Dreharbeiten
Autobahnpolizei ermittelt in Balver Höhle
10.04.2010 | 04:00 Uhr 2010-04-10T04:00:00+0200
Balve. Neugierig verdrehten viele Balver während der vergangenen drei Tagen die Köpfe, wenn sie an der Balver Höhle vorbei fuhren. Der Parkplatz war voll mit Lkw und Wohnwagen, ein Polizeiwagen mit Stuttgarter Kennzeichen parkte dort sogar.
Was genau an der Höhle los war, wusste kaum jemand. Hier drehte RTL für die Action-Serie „Alarm für Cobra 11”.
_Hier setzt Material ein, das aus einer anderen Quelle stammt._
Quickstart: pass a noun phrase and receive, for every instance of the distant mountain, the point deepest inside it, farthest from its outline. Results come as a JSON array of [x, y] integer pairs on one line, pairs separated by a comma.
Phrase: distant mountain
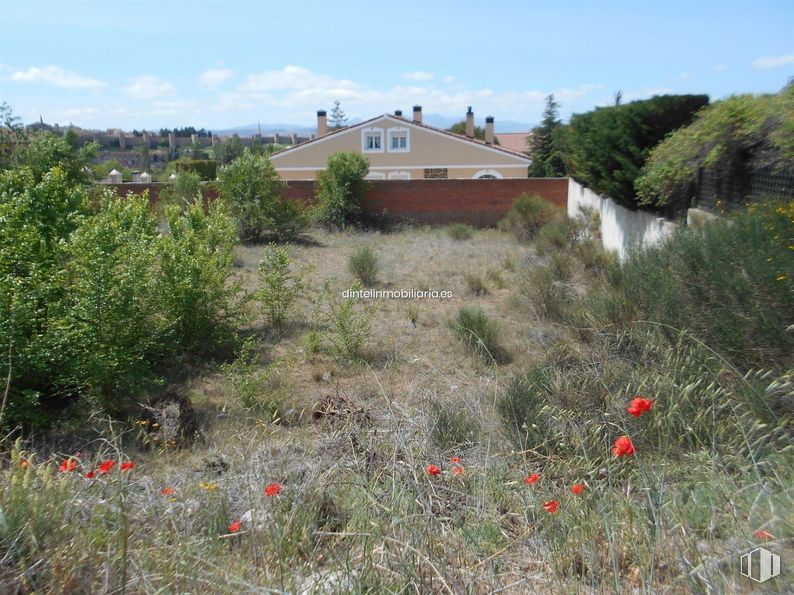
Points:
[[267, 129]]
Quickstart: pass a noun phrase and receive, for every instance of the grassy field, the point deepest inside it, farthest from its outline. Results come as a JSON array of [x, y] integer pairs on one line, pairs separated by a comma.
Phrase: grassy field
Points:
[[346, 407]]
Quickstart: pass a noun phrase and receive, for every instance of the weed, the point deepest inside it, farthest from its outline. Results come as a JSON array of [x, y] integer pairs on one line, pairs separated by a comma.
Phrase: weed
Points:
[[363, 265], [459, 231]]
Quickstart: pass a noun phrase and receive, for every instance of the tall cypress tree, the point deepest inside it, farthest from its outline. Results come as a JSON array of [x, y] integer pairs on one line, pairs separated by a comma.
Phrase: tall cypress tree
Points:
[[545, 160]]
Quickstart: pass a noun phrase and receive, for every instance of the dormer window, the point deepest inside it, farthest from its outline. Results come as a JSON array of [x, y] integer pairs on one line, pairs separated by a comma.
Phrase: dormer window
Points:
[[372, 140], [399, 141]]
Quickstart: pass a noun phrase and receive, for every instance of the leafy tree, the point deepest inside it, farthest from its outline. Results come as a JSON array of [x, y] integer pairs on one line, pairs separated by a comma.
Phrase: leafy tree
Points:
[[338, 116], [606, 148], [735, 136], [546, 159], [229, 149], [341, 187], [253, 190], [12, 134]]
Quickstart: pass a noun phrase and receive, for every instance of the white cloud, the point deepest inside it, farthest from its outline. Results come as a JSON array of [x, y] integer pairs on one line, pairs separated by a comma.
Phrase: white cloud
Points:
[[418, 75], [55, 75], [214, 77], [149, 87], [295, 93], [773, 62], [293, 78]]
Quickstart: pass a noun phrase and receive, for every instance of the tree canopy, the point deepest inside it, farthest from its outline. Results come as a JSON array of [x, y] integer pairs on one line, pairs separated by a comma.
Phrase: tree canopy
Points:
[[736, 136]]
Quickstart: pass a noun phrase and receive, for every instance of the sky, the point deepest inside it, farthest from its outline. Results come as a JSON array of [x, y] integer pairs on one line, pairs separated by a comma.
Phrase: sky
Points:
[[220, 64]]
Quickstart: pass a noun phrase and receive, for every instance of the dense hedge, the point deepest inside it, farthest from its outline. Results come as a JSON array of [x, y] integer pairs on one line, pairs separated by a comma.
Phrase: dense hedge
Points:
[[605, 149]]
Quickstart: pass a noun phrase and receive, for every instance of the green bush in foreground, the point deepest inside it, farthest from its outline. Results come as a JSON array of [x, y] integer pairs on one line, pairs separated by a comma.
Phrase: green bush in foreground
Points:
[[253, 190], [340, 190]]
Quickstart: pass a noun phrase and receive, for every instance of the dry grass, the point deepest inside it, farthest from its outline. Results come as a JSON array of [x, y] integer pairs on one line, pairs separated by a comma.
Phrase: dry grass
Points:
[[358, 512]]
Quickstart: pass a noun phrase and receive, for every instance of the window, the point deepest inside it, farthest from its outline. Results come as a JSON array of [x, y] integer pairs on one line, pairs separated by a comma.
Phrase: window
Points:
[[372, 140], [399, 141]]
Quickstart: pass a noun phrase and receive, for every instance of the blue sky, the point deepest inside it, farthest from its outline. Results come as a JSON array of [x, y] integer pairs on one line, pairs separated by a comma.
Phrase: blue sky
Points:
[[213, 64]]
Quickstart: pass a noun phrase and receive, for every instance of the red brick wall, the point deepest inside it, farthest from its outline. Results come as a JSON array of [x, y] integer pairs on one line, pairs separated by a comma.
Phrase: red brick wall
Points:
[[478, 202]]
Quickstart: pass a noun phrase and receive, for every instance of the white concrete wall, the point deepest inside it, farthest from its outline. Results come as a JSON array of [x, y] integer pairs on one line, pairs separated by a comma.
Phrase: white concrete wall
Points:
[[621, 228]]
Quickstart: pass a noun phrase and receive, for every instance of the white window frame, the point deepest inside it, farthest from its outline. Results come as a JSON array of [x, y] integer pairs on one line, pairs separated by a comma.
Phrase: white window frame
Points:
[[488, 172], [401, 130], [371, 132]]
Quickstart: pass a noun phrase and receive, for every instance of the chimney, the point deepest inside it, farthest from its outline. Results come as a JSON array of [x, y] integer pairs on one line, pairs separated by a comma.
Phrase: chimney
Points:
[[470, 123]]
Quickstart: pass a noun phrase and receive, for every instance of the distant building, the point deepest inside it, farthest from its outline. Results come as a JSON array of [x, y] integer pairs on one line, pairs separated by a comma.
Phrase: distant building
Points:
[[402, 149], [515, 141]]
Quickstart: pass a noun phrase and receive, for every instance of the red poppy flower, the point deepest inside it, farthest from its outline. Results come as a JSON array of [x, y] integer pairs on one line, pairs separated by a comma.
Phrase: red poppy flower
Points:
[[551, 506], [272, 489], [623, 446], [68, 465], [639, 406], [106, 466]]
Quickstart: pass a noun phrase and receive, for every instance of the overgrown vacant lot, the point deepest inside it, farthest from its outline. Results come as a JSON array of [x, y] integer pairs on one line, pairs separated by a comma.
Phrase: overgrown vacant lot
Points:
[[377, 446]]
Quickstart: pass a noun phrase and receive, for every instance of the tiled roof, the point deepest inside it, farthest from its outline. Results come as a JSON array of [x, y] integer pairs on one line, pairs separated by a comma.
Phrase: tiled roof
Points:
[[503, 149], [515, 141]]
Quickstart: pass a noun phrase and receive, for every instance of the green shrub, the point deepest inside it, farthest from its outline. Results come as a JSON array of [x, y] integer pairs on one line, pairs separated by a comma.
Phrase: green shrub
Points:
[[278, 287], [459, 231], [453, 427], [195, 289], [527, 215], [479, 333], [347, 325], [340, 190], [253, 190], [363, 265]]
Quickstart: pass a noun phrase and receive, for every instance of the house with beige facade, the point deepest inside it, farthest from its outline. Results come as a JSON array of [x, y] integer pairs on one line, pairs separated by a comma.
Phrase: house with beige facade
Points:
[[403, 149]]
Und obwohl im Vorfeld nichts von den Dreharbeiten durchsickerte, hatten die Fernsehleute der renommierten Produktionsfirma „Action Concept Film- und Stuntproduktionen” viele Zaungäste. Wanderer schauten an der Höhle vorbei und viele Kinder und Jugendliche, die Ferien hatten, kamen zum Set, um einen Blick auf die Schauspieler zu erhaschen. Der bekannteste war ohne Zweifel Tom Beck, der den Autobahnkommissar Ben Jäger spielt. Er war zwar einen Teil der Drehzeit krank, aber einige konnten dennoch ein Autogramm des Hauptdarstellers bekommen.
Mächtiger Aufwand
Um die Rettungsaktion eines Schulbusses, der in eine Höhle entführt wurde, richtig in Szene zu setzen, betrieb die große Crew einen mächtigen Aufwand. Sie streuten die gesamte Höhle mit Rindenmulch aus, bauten eine Art Stollen in den Felsendom und brachten Tonnen von Technik, vor allem für Licht und Ton, aber auch für spektakuläre Stunts und Spezialeffekte nach Balve Die Filmemacher benötigten allein einen ganzen Tag für die Aufbauarbeiten. Von der Höhle waren sie restlos begeistert und schließen nicht aus, dass sie für weitere Produktionen als Location dient.
Wann die Folge, die der Pilotfilm der 16. Staffel von „Alarm für Cobra 11” ist, genau ausgestrahlt wird, steht nicht fest. Der Sendetermin wird aber wohl im kommenden Herbst sein.
Wieder in den Ursprungszustand
Nach drei Tagen zog der Filmtross wieder von dannen. Alle Aufnahmen waren wie gewünscht im Kasten, und die Höhle in ihren Ursprungszustand zurückversetzt.